If it would have been called a goal, Syracuse would have taken a two-goal, 13-11, lead with 12:14 remaining in the game. Notre Dame would go on and score the final nine goals and win 20-12 so maybe it wouldn’t have mattered anyway. But still, the situation seen in the Dome on Saturday has reignited the debate and discussion about replay in college lacrosse.

And, as you would expect, Saturday’s game isn’t the first that involved a questionable call. Remember the 2019 NCAA Quarterfinals between Virginia and Maryland? Michael Kraus’ shot actually hit off the crossbar and even bounced all the way out to midfield. However, it was called a goal.

Currently, there is no instant replay in the sport. The rules committee has tinkered with the idea and its is something that many across the sport have discussed over the years. However, there has never been any real true movement towards brining it to the sport at a broad scale.

While lacrosse would likely benefit in some regard to replay there are couple of problems that I see with it in the sport. First off, would every school be able to have it? Yes, a lot of games are broadcast on ESPN + but that is mostly the school producing those and not every institution has the resources needed for that correct setup. The ACCs and Big Ten schools can do it, for sure. But how about all the ASUN and MAAC schools? Some maybe can and some might not. Maybe that isn’t as big of a deal as some folks make it out to be but it is still something that has to be taken into consideration.

One way to implement instant replay in the game that I have heard mentioned over and over again is that maybe it just gets put into TV games or conference and NCAA Tournament games. WhileI can understand the sentiment that the most important games might benefit the most from replay, this approach makes no sense to me. Why would you have some games have it and others not? And I can’t imagine a rule being put in place that impacts only certain games.
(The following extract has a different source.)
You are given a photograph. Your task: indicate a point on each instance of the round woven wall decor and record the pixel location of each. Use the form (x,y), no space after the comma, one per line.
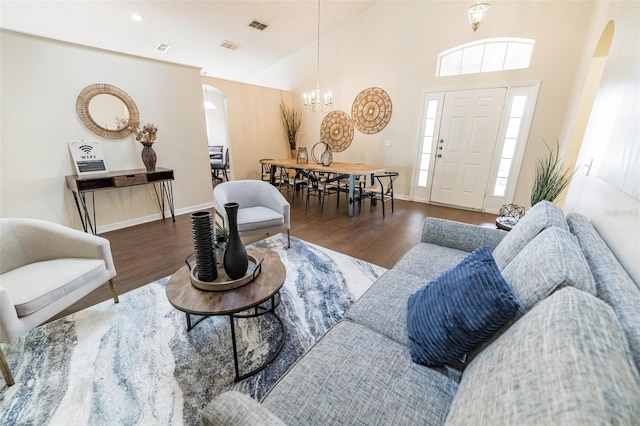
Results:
(336,130)
(371,110)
The last thing to take into account when considering adding replay in college lacrosse is what the impact could be. We have seen relay enter football, basketball, and practically every major sport. And guess what? Games are still imperfect. Calls are still made wrong all the time and replay doesn’t always help to correct those calls. Remember when sports TV talked about one single catch or non catch in an NFL game for nearly an entire year?

And in many of these cases where calls are looked at but not overturned, what are the players doing? Standing around. Play is often time stopped for minutes at a time to look at the most in depth parts of a play. And as mentioned, sometimes nothing comes of it. But what does happen is that the game is paused and made much longer than it needs to be.

If you aren’t a fan of referees reviewing everything in other sports, than I can’t imagine you would be a fan of it in lacrosse. And while adding instant replay would be aimed at correcting a few calls, it likely wouldn’t be long until EVERYTHING is under review. It is a slippery slope that lacrosse ought to be careful to begin down.

Human error is part of the game and always will be. That will never be taken out no matter how hard anyone tries to perfect officiating whether it be via instant replay or any other tactic. It is just a fact that everyone has to live with.